Les autorités étouffent la manifestation des populations
Les populations impactées issues de la commune d’Attécoubé, précisément des quartiers Santé 3, communément appelé Mossikro, de Boribana et de Fromager avaient décidé de se faire entendre par les autorités étatiques et les responsables de la Banque africaine de développement venues prendre part au lancement des travaux du 4ème pont d’Abidjan. Pour ce faire, elles n’ont pas lésiné sur les moyens. Elles ont confectionné plusieurs banderoles et étaient en possession d’un mégaphone pour attirer l’attention des autorités. ‛‛Le mouvement Colombe Ivoire en collaboration avec le Mouvement ivoirien des droits de l’Homme exige l’application de l’accord de prêt partie ivoirienne et la Bad.’’ ‛‛Oui au pont, mais oui à une juste et préalable indemnisation. ’’ ‛‛ Oui au pont, mais oui à un recasement définitif d’abord ’’ tels étaient les mots inscrits sur les différentes banderoles par les populations issues de ces quartiers.
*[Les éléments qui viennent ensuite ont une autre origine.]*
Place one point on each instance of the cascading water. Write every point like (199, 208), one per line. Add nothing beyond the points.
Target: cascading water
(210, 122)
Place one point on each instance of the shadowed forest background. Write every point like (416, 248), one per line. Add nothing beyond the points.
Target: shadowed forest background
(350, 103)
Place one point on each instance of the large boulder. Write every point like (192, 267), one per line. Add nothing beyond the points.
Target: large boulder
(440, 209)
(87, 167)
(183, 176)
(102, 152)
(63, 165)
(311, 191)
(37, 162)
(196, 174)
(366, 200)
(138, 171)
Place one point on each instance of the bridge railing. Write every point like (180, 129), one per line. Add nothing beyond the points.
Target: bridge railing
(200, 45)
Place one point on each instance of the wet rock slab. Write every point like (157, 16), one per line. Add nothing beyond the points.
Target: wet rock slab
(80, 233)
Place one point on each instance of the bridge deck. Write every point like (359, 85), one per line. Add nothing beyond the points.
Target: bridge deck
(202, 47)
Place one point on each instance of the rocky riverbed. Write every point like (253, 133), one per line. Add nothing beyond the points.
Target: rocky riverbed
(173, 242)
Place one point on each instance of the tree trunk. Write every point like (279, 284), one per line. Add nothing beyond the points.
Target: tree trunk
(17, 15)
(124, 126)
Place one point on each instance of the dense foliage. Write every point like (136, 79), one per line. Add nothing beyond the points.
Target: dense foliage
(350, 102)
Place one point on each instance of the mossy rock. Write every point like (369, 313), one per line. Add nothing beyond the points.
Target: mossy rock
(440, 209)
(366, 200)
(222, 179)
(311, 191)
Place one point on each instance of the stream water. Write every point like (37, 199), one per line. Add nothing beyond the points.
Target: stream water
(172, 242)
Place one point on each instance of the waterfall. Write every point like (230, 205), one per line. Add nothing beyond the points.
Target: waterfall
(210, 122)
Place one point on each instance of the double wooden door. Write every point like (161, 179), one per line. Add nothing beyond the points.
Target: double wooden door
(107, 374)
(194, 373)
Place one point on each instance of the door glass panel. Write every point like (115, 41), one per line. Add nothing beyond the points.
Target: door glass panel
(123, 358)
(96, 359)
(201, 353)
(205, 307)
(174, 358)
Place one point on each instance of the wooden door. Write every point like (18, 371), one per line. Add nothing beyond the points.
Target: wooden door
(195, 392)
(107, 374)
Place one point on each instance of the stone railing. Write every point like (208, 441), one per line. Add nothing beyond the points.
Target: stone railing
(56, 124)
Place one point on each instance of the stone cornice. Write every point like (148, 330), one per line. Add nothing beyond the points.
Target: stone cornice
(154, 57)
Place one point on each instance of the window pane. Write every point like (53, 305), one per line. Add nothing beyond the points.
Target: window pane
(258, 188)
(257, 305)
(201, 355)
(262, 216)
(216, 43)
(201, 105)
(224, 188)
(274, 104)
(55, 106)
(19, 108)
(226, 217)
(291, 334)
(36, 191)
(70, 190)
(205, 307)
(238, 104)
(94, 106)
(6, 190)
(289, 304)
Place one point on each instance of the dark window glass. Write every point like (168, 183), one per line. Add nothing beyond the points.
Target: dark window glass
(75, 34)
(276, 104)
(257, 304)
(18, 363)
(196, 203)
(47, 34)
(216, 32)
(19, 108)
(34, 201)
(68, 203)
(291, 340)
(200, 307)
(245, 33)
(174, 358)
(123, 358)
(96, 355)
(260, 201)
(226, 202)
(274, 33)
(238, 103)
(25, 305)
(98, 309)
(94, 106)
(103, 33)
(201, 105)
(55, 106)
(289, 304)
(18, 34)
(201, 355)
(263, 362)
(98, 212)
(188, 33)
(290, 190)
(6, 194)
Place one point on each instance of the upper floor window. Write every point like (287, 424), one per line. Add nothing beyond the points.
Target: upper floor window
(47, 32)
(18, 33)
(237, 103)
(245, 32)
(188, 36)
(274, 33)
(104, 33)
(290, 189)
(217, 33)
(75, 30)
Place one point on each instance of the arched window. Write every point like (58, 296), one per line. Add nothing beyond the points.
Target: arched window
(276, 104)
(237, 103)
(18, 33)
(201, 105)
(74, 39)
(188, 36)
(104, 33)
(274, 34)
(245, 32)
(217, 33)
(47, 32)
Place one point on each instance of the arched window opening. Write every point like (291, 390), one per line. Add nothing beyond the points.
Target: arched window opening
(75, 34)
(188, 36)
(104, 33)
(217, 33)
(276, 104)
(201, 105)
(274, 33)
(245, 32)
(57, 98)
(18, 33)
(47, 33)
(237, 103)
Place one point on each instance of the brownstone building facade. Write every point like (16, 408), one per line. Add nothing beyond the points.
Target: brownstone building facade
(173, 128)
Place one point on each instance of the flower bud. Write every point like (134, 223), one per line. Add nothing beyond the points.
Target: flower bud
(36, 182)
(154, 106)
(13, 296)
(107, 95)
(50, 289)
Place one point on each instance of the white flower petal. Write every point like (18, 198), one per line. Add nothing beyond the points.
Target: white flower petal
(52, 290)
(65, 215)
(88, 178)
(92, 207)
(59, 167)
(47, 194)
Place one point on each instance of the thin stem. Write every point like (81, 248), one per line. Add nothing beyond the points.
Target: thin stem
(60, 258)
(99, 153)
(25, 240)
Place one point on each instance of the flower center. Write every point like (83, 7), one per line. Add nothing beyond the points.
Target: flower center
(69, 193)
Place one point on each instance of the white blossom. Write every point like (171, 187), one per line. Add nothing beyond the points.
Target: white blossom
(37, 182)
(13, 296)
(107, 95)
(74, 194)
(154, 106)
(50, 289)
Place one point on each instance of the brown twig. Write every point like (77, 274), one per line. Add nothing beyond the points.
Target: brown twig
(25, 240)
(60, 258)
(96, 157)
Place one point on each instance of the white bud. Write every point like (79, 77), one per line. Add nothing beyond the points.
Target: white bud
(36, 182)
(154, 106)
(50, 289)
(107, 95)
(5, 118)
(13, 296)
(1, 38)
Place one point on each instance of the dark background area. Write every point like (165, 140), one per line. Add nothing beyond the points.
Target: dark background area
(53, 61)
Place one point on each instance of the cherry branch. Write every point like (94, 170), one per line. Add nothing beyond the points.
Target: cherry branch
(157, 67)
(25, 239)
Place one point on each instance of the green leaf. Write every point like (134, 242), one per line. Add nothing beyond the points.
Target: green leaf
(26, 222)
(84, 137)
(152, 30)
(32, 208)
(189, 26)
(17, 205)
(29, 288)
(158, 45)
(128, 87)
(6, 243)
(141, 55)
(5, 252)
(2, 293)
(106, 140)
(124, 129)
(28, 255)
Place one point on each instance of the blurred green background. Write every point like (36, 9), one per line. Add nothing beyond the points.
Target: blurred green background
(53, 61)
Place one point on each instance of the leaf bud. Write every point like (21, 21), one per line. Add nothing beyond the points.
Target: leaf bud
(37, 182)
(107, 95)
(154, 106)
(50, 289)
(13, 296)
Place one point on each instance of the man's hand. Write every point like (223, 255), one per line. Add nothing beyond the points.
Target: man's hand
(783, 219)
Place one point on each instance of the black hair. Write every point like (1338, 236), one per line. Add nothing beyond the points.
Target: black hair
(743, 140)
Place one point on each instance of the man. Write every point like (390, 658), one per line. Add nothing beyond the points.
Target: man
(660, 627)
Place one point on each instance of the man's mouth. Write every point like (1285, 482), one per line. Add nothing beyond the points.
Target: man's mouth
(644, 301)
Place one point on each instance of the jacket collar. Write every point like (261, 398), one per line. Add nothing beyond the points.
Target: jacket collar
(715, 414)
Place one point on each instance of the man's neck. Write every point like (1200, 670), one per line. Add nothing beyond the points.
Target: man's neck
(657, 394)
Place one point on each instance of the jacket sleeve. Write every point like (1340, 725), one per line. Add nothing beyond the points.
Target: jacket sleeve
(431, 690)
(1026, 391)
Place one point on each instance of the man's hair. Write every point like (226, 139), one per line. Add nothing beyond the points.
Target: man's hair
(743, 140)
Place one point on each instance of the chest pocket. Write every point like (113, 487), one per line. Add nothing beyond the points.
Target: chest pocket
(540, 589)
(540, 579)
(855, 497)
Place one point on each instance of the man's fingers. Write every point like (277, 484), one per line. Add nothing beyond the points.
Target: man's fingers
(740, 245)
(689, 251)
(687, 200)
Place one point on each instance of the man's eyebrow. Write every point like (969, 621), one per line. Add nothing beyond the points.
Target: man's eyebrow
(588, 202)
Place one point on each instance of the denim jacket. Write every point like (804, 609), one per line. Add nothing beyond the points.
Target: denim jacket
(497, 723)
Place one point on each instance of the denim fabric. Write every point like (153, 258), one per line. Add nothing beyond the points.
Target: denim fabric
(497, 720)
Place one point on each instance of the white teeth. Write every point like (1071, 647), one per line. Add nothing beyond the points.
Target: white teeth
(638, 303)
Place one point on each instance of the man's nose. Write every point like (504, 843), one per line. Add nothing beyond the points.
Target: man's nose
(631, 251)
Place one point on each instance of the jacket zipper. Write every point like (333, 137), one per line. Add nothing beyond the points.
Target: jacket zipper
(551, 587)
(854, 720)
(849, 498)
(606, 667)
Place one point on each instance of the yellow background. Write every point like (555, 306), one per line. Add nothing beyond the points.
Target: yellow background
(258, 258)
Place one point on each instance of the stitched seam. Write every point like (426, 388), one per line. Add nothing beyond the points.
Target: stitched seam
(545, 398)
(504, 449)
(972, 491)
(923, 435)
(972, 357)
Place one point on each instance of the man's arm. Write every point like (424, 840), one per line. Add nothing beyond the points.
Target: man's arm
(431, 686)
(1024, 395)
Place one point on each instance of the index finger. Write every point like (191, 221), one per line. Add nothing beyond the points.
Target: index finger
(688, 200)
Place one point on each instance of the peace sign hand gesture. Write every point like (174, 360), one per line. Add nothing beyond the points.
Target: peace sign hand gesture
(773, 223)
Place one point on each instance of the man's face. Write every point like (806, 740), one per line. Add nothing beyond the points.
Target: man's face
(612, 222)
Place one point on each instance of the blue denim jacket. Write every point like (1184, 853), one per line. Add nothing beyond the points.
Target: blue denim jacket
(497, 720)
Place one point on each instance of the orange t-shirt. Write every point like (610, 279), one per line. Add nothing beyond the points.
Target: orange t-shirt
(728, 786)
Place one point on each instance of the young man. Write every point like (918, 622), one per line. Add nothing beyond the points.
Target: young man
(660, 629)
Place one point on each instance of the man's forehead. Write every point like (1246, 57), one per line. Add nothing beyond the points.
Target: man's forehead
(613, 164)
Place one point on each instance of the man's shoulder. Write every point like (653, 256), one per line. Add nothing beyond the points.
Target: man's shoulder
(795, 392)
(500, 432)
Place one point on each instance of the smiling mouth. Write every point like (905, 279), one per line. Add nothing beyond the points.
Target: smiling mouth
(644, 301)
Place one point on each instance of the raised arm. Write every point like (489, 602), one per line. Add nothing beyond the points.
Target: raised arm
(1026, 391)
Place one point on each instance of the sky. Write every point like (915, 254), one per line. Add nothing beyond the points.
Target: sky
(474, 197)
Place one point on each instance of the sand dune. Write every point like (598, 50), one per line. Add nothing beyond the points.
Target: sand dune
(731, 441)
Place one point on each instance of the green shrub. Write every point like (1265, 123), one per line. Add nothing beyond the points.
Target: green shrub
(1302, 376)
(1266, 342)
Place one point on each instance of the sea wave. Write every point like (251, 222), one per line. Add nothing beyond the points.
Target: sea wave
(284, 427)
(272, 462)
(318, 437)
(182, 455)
Au moment où je sortais, le Coordonnateur du projet, le préfet d’Abidjan et le directeur de l’Ageroute, Pierre Dimba m’ont approché. Pierre Dimba m’a dit : ‛‛ Président Sékou bonjour, je suis monsieur Pierre Dimba, directeur général de l’Ageroute. Je souhaiterais que vous pliiez la banderole de Boribana. Je souhaiterais avoir une rencontre avec vous pour avoir plus de détails.’’ Il avait déjà arraché ma banderole. Sur la banderole du collectif des résidents de Boribana, il était écrit : ‛‛Oui au pont, mais oui à une juste et préalable indemnisation. ’’ Pierre Dimba a demandé que nous plions la banderole. Je lui ai dit : ‛‛ Non, on ne peut pas plier la banderole et qu’à plusieurs reprises, on vous a adressé des courriers mais vous n’avez jamais répondu à nos courriers. Il a fallu cette occasion pour que vous vous rapprochiez de nous pour échanger avec nous? ’’ Il a répliqué en disant : ‛‛ Pliez la banderole parce que si vous ne le faites pas, les bailleurs de fonds vont traiter la Côte d’Ivoire d’un Etat voyou. ’’ Je lui ai dit : ‛‛Oui, certains de vos collaborateurs se comportent comme des voyous. ’’ Ils nous ont arrachés de force toutes nos banderoles avant l’arrivée des autorités. Alors qu’on a fait ces banderoles pour nous faire entendre.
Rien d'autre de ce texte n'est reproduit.